Pourquoi et comment est née l’Université populaire de l’Eau et du développement durable (UPEDD) ?
L’Université populaire de l’Eau et du Développement Durable est née de la volonté d’offrir à l’eau et à la compréhension de ses enjeux un espace de réflexion publique.
Avec le festival de l’Oh ! le Conseil général du Val-de-Marne a inventé, il y a dix ans, une manifestation originale qui contribue à faire revenir le patrimoine fluvial de Paris et de sa banlieue dans le champ de vision de ses habitants. Il interpelle sur la place de l’eau en ville : sa fonction, ses usages, ses valeurs sociales ou symboliques…
L’art y occupe une place prépondérante car les artistes ont le pouvoir d’enchanter les choses et les lieux. Mais le débat, dont l’eau a tant besoin pour demeurer un Bien commun, constitue aussi une de ses ambitions. Il était donc naturel d’adjoindre à la fête et à la convivialité un rendez-vous régulier, approfondi, ouvert à tous, utile pour construire une sorte de « citoyenneté de l’eau ».
Cette université populaire s’adresse à un large public. Elle propose une approche et une réflexion à la fois environnementales, sociologiques et culturelles sur un fleuve étranger. Est-ce pour susciter de nouvelles cultures de l’eau en France ?
Nos fleuves et nos rivières sont une ressource formidable, mais ils ne sont pas que cela. Ils sont un moyen de naviguer, mais aussi un espace de biodiversité à protéger. Ils sont des réservoirs d’eau potable, ou à usage agricole, mais aussi terrain de jeu, de baignade, de sports nautiques. L’eau est une denrée vitale mais elle est aussi le lien d’un territoire à l’autre. C’est souvent en suivant le fil de l’eau que se sont organisées les grandes migrations humaines. C’est encore par la Seine que cheminent aujourd’hui l’essentiel des matériaux de construction, les sables et les ciments utilisés en région parisienne.
On a donc besoin des angles de vue les plus divers pour comprendre ce que l’eau apporte aux communautés humaines. La force de l’Université populaire, et en particulier de son rendez-vous hebdomadaire des « mardis de l’eau », c’est de croiser le regard d’un sociologue, d’un économiste, d’un anthropologue, d’un hydrogéologue, d’un juriste, d’un historien, parfois même d’un simple militant de l’eau… Au total, la pluralité des points de vue et des approches inscrit la richesse de l’eau dans une dimension hautement culturelle.
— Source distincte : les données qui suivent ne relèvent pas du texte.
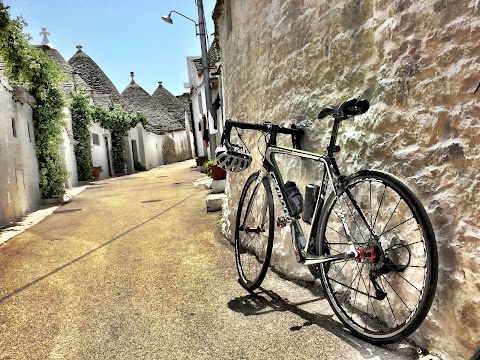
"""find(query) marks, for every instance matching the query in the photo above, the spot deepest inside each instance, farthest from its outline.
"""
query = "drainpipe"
(206, 73)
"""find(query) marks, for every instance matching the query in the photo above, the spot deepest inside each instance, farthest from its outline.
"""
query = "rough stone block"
(218, 186)
(215, 202)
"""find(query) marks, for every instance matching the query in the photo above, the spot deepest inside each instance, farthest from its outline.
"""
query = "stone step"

Quand un fleuve étranger est passé à pareil crible, on y découvre des cultures de l’eau insoupçonnées et sans doute, par effet miroir, y redécouvre-t-on les nôtres.
En 2009, le fleuve invité était le Niger. Comment s’est organisé le cycle de conférences ?
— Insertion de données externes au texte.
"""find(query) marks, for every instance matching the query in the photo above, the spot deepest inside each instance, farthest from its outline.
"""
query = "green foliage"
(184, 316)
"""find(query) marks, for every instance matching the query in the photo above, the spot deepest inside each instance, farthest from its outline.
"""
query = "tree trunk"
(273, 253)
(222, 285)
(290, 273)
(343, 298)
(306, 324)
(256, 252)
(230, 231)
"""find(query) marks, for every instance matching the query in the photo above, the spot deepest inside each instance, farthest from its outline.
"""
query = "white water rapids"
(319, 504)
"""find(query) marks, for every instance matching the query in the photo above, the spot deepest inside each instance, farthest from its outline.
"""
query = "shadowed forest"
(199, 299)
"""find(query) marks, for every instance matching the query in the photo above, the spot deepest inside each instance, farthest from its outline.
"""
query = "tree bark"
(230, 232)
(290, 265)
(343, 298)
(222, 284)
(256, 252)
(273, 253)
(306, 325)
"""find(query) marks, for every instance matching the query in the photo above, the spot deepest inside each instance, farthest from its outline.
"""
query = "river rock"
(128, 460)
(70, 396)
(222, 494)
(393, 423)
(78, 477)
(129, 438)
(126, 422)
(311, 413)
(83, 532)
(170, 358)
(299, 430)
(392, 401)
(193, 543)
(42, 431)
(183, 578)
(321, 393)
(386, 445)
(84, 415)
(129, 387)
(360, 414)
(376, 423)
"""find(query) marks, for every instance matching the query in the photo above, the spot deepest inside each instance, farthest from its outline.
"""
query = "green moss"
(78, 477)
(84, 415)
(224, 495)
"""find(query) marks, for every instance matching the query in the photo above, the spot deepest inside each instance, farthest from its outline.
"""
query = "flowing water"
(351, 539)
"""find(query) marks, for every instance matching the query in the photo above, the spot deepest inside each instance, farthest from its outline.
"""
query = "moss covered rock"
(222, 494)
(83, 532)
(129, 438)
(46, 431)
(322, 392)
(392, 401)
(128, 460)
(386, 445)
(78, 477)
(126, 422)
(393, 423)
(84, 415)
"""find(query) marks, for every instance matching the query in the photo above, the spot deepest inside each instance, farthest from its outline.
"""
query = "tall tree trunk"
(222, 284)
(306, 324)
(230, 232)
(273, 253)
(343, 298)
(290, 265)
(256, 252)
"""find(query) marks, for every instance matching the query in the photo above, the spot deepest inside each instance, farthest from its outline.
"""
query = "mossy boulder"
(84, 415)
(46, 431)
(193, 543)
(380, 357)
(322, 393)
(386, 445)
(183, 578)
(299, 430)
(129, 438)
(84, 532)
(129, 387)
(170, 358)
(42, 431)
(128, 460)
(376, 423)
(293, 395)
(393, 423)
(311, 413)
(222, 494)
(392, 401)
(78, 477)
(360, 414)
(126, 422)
Le risque, lorsque l’on s’intéresse à l’autre – surtout si cet autre vient d’un pays du sud, donc, selon l’imaginaire commun, moins « développé » que notre riche métropole parisienne – c’est de l’appréhender sans se départir de ses clichés, du rapport de dominant-dominé né de l’époque coloniale. Même si les intentions sont bonnes au départ – et Dieu sait que le Département du Val-de-Marne est un territoire pétri des valeurs de solidarité et de générosité – on a vite fait d’être dans la compassion plutôt que dans le rapport d’égal à égal. D’autant que l’humanisme moderne a eu tendance à confondre l’universalité proclamée de ses valeurs à un mode de vie et de développement très particulier, celui, très technicisé, de l’occident.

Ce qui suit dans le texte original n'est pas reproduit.